Kali ini aku tak kuasa lagi menahan air mata yang semenjak di Indonesia berusaha kubendung. Pertahananku bobol. Tubuhku melorot dari kursi. Kupeluk istriku. Kami menangis berderai. Keyataan hidup yang sangat pahit membuat kami lunglai tak bertenaga. Terbersit dalam hati kecilku, apakah ini karma dari hasil kejahatanku yang telah lalu? Keboborokan perbuatanku yang banyak menyakiti manusia lain? Dosa-dosa masa lalu yang terus menghantuiku? Kalaulah memang Tuhan ingin menghukum, kenapa Dia tidak menghukumku saja?

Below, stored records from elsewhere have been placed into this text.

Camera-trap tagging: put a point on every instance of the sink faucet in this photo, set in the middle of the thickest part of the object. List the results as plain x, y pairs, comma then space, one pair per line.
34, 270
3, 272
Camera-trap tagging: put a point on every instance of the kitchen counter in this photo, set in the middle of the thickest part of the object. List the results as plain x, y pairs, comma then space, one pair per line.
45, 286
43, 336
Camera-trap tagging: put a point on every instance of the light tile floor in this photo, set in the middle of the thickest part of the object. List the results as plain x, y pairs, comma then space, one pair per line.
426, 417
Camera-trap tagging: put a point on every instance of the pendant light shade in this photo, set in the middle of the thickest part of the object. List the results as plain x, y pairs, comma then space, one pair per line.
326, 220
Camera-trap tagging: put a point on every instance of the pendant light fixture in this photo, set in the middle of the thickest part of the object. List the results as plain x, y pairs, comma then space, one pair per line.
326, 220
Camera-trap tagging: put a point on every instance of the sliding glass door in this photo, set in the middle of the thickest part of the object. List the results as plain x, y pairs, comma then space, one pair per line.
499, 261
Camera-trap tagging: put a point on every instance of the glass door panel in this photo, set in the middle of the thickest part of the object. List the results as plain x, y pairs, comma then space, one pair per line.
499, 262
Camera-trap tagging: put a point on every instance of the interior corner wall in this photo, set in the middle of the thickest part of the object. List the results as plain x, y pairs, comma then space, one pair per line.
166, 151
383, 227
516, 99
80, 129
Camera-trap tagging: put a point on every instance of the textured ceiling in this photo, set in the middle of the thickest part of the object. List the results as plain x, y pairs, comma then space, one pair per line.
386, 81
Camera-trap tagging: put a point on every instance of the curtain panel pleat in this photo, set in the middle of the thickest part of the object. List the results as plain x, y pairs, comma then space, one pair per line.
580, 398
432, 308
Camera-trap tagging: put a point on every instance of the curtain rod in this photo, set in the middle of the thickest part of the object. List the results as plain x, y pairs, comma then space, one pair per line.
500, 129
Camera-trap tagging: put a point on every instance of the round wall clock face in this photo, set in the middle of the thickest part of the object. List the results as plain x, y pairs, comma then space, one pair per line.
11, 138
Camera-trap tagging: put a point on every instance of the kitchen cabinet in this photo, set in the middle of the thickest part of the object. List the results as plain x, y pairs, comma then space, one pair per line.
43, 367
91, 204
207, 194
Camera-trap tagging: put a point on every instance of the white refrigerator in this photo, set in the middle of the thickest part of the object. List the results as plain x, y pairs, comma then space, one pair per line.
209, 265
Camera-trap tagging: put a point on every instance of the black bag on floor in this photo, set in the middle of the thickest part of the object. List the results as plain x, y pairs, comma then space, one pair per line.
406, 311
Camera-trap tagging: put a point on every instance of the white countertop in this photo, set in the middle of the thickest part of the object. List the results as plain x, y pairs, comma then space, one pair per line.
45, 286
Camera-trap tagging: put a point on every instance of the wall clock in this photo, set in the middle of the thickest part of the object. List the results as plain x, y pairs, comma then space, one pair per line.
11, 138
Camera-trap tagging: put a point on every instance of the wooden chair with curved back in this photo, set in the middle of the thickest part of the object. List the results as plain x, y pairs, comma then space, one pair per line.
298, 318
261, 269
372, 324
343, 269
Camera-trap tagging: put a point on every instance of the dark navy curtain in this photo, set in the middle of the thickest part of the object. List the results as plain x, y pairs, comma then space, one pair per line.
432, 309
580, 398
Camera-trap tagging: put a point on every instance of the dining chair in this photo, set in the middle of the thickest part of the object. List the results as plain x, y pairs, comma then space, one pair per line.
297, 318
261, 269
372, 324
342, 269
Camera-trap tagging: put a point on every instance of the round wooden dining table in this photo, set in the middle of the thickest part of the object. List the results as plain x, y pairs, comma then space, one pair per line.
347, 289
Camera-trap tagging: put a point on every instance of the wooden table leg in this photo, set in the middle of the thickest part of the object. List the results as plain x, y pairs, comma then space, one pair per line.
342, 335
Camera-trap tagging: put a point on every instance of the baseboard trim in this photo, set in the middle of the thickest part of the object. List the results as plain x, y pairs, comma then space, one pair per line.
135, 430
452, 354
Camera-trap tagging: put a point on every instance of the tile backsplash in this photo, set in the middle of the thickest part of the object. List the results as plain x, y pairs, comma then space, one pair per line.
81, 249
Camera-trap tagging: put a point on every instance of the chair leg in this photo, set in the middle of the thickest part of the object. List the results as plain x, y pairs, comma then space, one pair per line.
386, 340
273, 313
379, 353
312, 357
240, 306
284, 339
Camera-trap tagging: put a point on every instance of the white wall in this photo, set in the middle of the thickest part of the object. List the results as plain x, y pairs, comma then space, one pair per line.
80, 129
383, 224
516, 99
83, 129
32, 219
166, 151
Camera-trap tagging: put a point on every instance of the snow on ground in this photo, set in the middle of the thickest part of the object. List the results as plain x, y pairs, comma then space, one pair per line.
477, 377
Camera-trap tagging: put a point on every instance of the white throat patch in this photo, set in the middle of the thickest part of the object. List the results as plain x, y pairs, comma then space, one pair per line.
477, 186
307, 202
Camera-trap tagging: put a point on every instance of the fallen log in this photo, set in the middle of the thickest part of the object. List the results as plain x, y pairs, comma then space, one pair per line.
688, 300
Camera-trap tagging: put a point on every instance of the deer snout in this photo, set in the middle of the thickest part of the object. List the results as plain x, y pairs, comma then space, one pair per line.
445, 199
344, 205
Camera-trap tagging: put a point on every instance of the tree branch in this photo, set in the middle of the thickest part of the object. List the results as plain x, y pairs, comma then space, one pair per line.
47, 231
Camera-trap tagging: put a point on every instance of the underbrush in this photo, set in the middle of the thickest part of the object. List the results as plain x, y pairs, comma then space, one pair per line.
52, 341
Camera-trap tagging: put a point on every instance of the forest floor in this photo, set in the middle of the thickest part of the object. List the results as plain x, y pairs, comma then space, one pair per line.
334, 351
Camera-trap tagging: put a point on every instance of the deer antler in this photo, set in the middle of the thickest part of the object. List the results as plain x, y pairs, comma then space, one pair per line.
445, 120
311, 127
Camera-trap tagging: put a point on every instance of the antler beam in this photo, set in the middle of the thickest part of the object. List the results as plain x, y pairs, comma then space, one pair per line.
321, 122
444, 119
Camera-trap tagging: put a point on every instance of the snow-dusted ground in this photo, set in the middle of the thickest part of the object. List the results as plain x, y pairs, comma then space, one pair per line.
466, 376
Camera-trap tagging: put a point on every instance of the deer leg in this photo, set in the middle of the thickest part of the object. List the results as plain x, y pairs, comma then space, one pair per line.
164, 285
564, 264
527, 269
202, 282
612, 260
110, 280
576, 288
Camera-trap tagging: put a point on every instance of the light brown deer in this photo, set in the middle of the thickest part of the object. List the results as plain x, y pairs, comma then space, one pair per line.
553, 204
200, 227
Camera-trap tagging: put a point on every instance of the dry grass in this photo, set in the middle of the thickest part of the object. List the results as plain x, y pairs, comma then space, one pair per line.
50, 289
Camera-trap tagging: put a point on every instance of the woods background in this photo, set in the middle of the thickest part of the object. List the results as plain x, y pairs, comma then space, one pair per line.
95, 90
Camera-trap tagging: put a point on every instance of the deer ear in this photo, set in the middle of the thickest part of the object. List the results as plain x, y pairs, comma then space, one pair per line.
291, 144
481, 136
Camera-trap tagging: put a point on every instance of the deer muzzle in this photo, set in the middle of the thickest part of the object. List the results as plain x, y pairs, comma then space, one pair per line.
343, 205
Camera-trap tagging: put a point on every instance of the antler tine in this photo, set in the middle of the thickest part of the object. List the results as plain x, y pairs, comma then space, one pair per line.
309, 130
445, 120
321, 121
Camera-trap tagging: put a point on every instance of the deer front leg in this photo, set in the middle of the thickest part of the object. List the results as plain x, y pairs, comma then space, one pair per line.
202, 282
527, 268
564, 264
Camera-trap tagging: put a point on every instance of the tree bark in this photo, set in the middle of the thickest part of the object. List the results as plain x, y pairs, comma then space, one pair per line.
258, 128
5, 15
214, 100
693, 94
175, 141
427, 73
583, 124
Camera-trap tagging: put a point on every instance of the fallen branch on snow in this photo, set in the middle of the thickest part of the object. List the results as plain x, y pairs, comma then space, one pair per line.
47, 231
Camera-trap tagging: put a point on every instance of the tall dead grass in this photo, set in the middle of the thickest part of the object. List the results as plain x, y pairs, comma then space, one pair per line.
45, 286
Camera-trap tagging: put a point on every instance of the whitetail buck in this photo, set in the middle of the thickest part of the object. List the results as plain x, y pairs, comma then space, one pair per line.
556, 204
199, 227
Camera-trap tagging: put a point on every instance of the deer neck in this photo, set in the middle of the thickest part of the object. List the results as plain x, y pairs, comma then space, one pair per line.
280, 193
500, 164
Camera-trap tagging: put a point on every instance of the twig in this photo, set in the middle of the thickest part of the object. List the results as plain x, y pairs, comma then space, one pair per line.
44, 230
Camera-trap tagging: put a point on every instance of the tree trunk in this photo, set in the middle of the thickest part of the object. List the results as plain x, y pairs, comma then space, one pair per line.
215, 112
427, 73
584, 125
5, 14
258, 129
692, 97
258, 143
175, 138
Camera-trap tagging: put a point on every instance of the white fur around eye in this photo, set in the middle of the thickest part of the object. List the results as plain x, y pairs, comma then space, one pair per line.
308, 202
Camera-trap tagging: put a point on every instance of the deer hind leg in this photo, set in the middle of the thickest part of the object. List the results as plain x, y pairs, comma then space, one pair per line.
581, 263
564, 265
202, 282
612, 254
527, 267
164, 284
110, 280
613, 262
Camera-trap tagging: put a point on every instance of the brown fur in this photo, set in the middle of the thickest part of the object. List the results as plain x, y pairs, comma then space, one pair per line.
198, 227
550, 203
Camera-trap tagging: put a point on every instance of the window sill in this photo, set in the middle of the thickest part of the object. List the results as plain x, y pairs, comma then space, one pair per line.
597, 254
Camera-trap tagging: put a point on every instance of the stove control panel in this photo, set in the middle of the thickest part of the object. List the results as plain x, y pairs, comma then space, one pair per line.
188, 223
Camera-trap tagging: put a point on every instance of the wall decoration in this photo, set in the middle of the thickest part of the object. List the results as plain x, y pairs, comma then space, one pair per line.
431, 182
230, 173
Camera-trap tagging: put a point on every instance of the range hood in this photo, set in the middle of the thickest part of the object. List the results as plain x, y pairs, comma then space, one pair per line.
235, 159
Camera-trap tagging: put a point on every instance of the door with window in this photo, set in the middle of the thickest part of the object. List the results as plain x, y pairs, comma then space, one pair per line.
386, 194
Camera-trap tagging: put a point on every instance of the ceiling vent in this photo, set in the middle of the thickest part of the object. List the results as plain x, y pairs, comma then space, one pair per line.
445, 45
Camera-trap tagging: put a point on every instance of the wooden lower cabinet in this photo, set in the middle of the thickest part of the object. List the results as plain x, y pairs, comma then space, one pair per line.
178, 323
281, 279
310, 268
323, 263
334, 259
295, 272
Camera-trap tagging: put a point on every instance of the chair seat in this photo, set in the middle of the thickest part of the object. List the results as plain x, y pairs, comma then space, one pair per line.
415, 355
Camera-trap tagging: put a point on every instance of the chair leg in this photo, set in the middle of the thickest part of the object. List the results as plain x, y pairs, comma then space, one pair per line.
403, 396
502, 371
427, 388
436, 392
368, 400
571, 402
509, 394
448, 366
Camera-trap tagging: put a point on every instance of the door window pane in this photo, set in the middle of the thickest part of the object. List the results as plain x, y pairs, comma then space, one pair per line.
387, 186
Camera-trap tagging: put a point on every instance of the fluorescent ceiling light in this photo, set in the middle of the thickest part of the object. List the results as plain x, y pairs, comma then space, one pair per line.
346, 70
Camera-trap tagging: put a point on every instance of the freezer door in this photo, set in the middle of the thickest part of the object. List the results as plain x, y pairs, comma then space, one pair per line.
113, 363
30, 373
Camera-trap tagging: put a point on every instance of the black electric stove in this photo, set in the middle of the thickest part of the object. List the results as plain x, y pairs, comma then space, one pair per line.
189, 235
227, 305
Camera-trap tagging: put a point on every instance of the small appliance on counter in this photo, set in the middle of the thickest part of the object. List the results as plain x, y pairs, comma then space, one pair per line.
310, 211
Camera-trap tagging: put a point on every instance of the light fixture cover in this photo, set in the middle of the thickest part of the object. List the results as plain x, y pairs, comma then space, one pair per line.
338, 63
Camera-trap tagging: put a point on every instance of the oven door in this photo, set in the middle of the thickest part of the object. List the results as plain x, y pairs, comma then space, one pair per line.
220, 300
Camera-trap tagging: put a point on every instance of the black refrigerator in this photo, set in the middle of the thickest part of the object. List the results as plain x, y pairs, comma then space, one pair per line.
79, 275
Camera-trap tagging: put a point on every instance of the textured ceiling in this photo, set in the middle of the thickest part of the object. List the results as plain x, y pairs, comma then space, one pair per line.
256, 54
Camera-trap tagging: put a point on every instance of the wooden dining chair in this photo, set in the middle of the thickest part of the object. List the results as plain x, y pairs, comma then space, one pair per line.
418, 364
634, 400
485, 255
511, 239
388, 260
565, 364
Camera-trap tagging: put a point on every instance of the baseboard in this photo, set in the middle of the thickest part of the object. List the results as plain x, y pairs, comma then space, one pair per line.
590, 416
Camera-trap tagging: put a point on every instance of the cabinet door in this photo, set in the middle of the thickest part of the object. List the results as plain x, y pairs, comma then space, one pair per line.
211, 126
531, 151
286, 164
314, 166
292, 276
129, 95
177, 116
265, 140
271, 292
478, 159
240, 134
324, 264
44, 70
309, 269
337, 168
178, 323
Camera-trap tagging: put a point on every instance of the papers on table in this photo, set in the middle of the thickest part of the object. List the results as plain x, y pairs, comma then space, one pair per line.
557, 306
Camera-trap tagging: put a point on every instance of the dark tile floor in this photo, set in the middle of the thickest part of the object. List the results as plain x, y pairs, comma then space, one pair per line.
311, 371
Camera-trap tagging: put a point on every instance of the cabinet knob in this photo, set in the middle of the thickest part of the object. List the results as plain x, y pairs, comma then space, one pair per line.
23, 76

Aku tersungkur, tengadah berteriak menembus atap kepada Dia yang sedang berkuasa di sana. "Tuhan! Kalau memang ini hukumanMu, timpakan padaku. Jangan libatkan anakku! Kenapa Kau sejahat ini pada anak kecil yang tak berdosa?!" teriakku
Kali ini, akulah yang membutuhkan nasehat dan semangat. Ratna mendekapku, membekap mulutku. Tak hentinya ia mengingatkanku untuk tidak melawan kehendak Sang Kuasa. Wanita yang kucintai itu terus menghiburku. Dipilinnya kalimat-kalimat suci untuk menyadarkanku. Tepukan di bahu dari Dokter Takayama menyadarkan ke murtadanku. Dia meninggalkan kami berdua merajut kalimat pengampunan dan kepasrahan.